Он был написан в бухарестской тюрьме для политических преступников Malmaison[41]
(Мальмезон) зимой 1943/44 года. Среди тюремных надзирателей находились люди, знавшие Грозу как «господина министра», как одного из самых популярных политических деятелей страны. Они тайно снабжали его бумагой, чернилами и уносили на волю исписанные листы. Гроза писал дневник в двух экземплярах. Один экземпляр переправлял на волю, другой оставлял себе. Таким образом, текст сохранился полностью, а когда Красная Армия освободила Румынию, дневник был срочно напечатан «Арлусом» — «Румынским обществом по укреплению дружественных связей с СССР» — в издательстве «Cartea Rusa» («Русская книга») в апреле 1945 года. Гроза назвал свой дневник «In umbra celulei» — «Во мраке тюремной камеры». Еще в тюрьме Гроза снабдил его первую страницу латинским изречением «Lux in tenebris lucet» — «Свет и в темноте свет».С 1945 года дневник Петру Грозы не переиздавался.
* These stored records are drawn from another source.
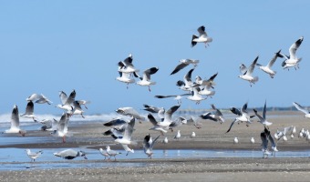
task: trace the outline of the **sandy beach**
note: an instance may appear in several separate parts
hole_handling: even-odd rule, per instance
[[[280,140],[277,147],[280,151],[309,150],[310,146],[305,138],[298,138],[297,134],[301,128],[307,129],[308,120],[298,112],[273,112],[268,116],[273,125],[270,130],[274,134],[277,128],[284,126],[296,126],[297,133],[294,138],[288,141]],[[267,117],[268,117],[267,116]],[[260,150],[260,133],[264,126],[254,119],[250,126],[244,124],[235,125],[230,133],[225,134],[232,119],[226,119],[223,124],[212,121],[202,121],[202,128],[197,129],[193,126],[181,126],[173,132],[165,134],[170,140],[169,144],[161,143],[163,136],[155,144],[154,149],[222,149],[222,150]],[[88,124],[72,125],[69,131],[74,135],[67,137],[67,143],[61,143],[61,138],[52,137],[50,142],[1,145],[0,147],[17,148],[78,148],[80,146],[88,146],[89,148],[98,149],[104,145],[113,145],[113,138],[104,136],[102,133],[108,129],[102,122],[91,122]],[[136,130],[132,138],[138,141],[132,147],[139,150],[145,135],[150,133],[153,137],[160,135],[150,131],[151,125],[149,122],[136,123]],[[176,131],[180,129],[181,137],[173,139]],[[190,137],[191,132],[196,133],[196,137]],[[44,132],[28,132],[26,137],[35,136],[49,137]],[[240,143],[234,145],[232,139],[238,136]],[[255,144],[250,144],[250,138],[253,136]],[[119,145],[113,146],[114,149],[122,150]],[[262,153],[263,156],[263,153]],[[67,162],[67,161],[66,161]],[[85,160],[72,160],[72,163],[88,163]],[[92,163],[108,162],[94,160]],[[36,163],[40,163],[39,160]],[[115,164],[108,167],[88,168],[59,168],[59,169],[36,169],[0,171],[0,181],[306,181],[310,170],[310,159],[308,157],[221,157],[221,158],[139,158],[134,160],[120,159],[109,161]],[[119,163],[142,163],[145,165],[134,167],[118,167]]]

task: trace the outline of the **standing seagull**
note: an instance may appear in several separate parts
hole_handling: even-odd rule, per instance
[[[178,73],[180,70],[183,69],[190,64],[192,64],[195,67],[197,66],[199,60],[195,59],[181,59],[180,64],[174,68],[170,75]]]
[[[294,42],[289,48],[290,56],[285,56],[281,54],[285,58],[285,61],[282,63],[282,66],[284,69],[289,67],[294,67],[294,69],[299,68],[299,62],[302,60],[302,58],[297,58],[296,56],[296,51],[300,45],[302,44],[304,40],[304,36],[301,36],[296,42]]]
[[[305,106],[300,106],[298,103],[294,102],[293,105],[296,107],[297,110],[305,113],[305,117],[310,118],[310,112]]]
[[[150,75],[155,74],[158,70],[159,70],[158,67],[150,67],[150,69],[145,70],[143,72],[143,76],[142,77],[138,76],[138,77],[140,80],[138,81],[137,84],[140,85],[140,86],[149,86],[149,91],[150,92],[150,86],[156,84],[156,82],[152,82],[150,80]]]
[[[19,115],[18,115],[18,107],[16,105],[14,106],[11,115],[11,127],[10,129],[5,130],[4,133],[6,134],[16,134],[19,133],[23,136],[26,135],[26,131],[20,129],[19,127]]]
[[[208,43],[212,42],[212,38],[208,36],[203,25],[200,26],[197,31],[199,33],[199,36],[192,35],[191,47],[193,47],[197,43],[204,43],[204,46],[207,47],[207,46],[209,46]]]
[[[76,151],[73,149],[67,149],[67,150],[63,150],[60,152],[55,152],[54,156],[56,157],[60,157],[62,158],[65,159],[68,159],[71,160],[77,157],[84,157],[84,159],[88,159],[88,157],[86,157],[86,153],[83,151]]]
[[[251,66],[247,68],[243,64],[242,64],[240,66],[240,71],[243,75],[239,76],[240,78],[246,80],[248,82],[250,82],[250,86],[252,86],[252,83],[255,84],[255,82],[258,81],[258,76],[253,76],[253,71],[254,70],[255,65],[257,63],[258,60],[257,56],[254,61],[251,64]]]
[[[36,119],[36,116],[34,115],[34,110],[35,110],[35,105],[34,103],[30,100],[27,103],[27,106],[26,106],[26,112],[21,115],[20,116],[24,116],[24,117],[28,117],[28,118],[32,118],[34,119],[34,121],[37,122]]]
[[[152,140],[150,135],[147,135],[144,137],[143,140],[143,148],[144,148],[144,153],[148,156],[148,157],[151,158],[151,156],[153,155],[153,147],[156,142],[156,140],[160,137],[157,136],[154,140]]]
[[[35,160],[39,157],[41,156],[41,154],[43,154],[42,150],[38,151],[38,152],[31,152],[30,149],[26,149],[26,152],[27,153],[27,156],[29,157],[29,158],[31,158],[31,161]]]
[[[268,74],[270,76],[270,77],[274,78],[274,75],[276,74],[276,71],[272,70],[272,66],[274,66],[275,60],[277,57],[283,57],[283,56],[280,54],[281,49],[275,53],[274,56],[272,58],[272,60],[269,61],[268,65],[264,66],[258,63],[256,63],[256,66],[262,69],[264,72],[265,72],[266,74]]]
[[[263,110],[263,116],[260,116],[257,113],[256,109],[253,109],[253,111],[254,111],[256,116],[260,119],[258,122],[262,123],[264,126],[268,126],[273,125],[273,123],[271,123],[271,122],[266,120],[266,101],[264,101],[264,110]]]

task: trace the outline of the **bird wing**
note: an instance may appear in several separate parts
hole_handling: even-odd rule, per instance
[[[249,68],[248,68],[248,70],[247,70],[247,72],[246,72],[246,75],[248,75],[248,76],[251,76],[251,75],[252,75],[253,71],[254,70],[255,65],[256,65],[256,63],[257,63],[258,57],[259,57],[259,56],[257,56],[257,57],[254,59],[254,61],[251,64],[251,66],[249,66]]]
[[[294,58],[294,59],[296,58],[296,51],[299,46],[302,44],[303,40],[304,40],[304,37],[302,36],[290,46],[289,52],[290,52],[291,58]]]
…Дети приезжают по одному на рождественские каникулы. Мы радуемся друг другу, а в глубине души каждый таит тревогу: страшную угрозу песет человечеству эта война, которая, кажется, будет продолжаться вечно. Дыхание войны гасит даже самые неприметные искорки тлеющего счастья. Каждого душат тиски страдания, охватившего все человечество…
Прошло несколько дней с тех пор, как один из верных моих товарищей принес весть о надвигающейся опасности. Круг борцов, охваченных тревогой и заботами о судьбе нашего народа и всего человечества, становится все уже, он сломан. Друзья падают и падают один за другим…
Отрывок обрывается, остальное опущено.